Reference Range

Apolipoprotein A-I (Apo-A1) is a structural and functional protein that constitutes approximately 70% of the protein in high density lipoprotein (HDL).

The reference range of Apo-A1 varies by sex, as follows:

Men: Greater than 120 mg/dL (1.2 g/L)
Women: Greater than 140 mg/dL (1.4 g/L)

Levels decrease with age.

Low apolipoprotein A-I level

A low Apo-A1 level indicates an increased risk of cardiovascular disease, especially in the presence of an elevated apolipoprotein B (Apo-B) level.^{[1, 2, 3, 4]}

Other factors that are associated with low Apo A1 level include the following:

Chronic liver disease
Chronic kidney disease
Smoking
Obesity
High triglyceride level

High apolipoprotein A-I level

High Apo-A1 levels are associated with the following:

Pregnancy
Alcohol use
Spring and summer seasons^[5]

Collection and Panels

Patient instructions: Overnight fasting (12-14 hours)

Collection tube: Lavender top (EDTA)

Unacceptable conditions: Hemolyzed specimens

Specimen preparation: Separate serum from cells as soon as possible or within 2 hours of collection and transfer to 1-mL serum transport tube

Storage/transport temperature: Refrigerated

Stability refrigerated: 8 days unfrozen; 3 months frozen

Panels: None

CPT Code: 82172

Description

Apolipoprotein A-I (Apo-A1) is a structural and functional protein that constitutes approximately 70% of the protein in HDL.

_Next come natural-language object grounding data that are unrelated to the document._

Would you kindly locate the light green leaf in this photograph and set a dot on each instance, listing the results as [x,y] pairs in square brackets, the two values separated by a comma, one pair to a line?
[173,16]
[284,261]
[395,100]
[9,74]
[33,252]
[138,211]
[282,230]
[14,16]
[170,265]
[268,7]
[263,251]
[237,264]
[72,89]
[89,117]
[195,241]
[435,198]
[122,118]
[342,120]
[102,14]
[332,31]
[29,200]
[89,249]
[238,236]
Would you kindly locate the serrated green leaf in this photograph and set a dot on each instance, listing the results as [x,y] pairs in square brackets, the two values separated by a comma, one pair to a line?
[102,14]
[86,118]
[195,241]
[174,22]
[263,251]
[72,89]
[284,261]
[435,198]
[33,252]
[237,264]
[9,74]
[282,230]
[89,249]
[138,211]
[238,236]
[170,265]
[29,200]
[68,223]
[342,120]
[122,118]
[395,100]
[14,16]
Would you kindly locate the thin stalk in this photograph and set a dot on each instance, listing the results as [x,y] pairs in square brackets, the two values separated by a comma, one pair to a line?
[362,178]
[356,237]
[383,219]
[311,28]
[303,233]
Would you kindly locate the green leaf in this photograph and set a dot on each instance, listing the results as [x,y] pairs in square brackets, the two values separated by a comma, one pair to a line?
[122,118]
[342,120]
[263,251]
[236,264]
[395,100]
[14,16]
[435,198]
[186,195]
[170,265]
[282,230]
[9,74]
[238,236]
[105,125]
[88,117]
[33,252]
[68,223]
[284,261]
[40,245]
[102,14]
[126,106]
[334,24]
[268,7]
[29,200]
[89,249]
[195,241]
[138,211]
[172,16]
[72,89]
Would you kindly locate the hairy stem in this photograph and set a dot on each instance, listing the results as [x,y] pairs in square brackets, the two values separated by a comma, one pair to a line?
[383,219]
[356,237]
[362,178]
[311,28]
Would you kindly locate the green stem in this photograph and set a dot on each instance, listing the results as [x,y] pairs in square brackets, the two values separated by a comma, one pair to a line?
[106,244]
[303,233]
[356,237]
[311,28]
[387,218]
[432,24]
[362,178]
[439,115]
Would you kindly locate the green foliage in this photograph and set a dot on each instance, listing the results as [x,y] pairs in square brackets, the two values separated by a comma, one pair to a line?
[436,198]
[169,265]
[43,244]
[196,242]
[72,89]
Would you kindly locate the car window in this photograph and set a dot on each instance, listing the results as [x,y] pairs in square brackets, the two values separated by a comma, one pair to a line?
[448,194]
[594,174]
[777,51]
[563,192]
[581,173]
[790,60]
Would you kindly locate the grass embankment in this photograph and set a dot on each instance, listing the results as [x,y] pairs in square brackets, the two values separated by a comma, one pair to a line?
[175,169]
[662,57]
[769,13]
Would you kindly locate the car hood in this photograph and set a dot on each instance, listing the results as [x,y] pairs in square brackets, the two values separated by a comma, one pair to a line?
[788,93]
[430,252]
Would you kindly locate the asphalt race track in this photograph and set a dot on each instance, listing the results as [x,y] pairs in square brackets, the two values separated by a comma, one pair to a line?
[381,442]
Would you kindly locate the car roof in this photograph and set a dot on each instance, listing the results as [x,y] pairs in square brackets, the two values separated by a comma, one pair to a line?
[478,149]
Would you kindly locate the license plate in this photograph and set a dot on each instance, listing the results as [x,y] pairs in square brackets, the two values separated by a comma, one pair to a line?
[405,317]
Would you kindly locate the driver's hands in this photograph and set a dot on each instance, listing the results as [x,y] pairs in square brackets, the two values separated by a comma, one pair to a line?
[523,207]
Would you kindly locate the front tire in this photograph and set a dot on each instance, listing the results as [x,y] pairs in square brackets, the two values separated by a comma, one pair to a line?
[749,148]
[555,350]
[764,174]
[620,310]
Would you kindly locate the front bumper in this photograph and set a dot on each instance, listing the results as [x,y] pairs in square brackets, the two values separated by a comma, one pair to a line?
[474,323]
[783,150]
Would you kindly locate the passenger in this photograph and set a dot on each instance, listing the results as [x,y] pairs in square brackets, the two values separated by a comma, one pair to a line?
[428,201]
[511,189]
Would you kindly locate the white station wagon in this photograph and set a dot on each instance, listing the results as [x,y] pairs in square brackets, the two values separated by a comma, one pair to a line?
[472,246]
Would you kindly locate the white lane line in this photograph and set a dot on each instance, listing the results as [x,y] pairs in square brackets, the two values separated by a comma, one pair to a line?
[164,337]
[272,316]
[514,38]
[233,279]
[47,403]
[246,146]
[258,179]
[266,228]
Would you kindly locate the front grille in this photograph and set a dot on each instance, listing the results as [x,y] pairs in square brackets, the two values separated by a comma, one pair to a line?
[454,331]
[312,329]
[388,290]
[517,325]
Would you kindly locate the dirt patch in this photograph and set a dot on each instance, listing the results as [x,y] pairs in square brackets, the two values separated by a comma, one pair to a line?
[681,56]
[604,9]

Apo-A1 is produced in the liver and intestines and activates lecithin-cholesterol acyltransferase (LCAT) in the peripheral tissues, which transforms free cholesterol to cholesterol ester and facilitates its transportation to the liver, were it is degraded.

Indications/Applications

Because it is not clear whether Apo-A1 is an independent predictor of cardiovascular disease, it may be useful to be measured in conjunction with Apo-B to assess the Apo-B/Apo-A1 ratio.

A higher ratio means an increased likelihood of cholesterol deposition in arteries, leading to atherosclerosis and a higher risk of cardiovascular disease.

A study by Henson et al indicated that in patients with coronary artery disease, low levels of immune complex consisting of Apo-A1 and immunoglobulin G (IgG) are an independent risk factor for adverse cardiovascular events. Thus, according to the investigators, this immune complex may represent a potential biomarker for predicting cardiovascular disease progression.^[6]

Apo-A1 is one of many serum markers used in the fibroTest, a noninvasive assessment of the liver that was validated in many liver disease, including hepatitis C, hepatitis B, nonalcoholic fatty liver disease, and alcoholic liver disease.

Considerations

Serum Apo-A1 is not considered a routine test for cardiovascular disease risk assessment.

Overnight fasting might not be necessary to evaluate apo-A1, but most of the laboratories still commend it.

Apo-A1 Milano is a naturally occurring mutant of Apo-A1 associated with a very low HDL level but apparent longevity and much less atherosclerosis than expected for their HDL-C levels.^[7]

A defect in the Apo-A1 gene (APOA1) can cause HDL deficiency and systemic nonneuropathic amyloidosis.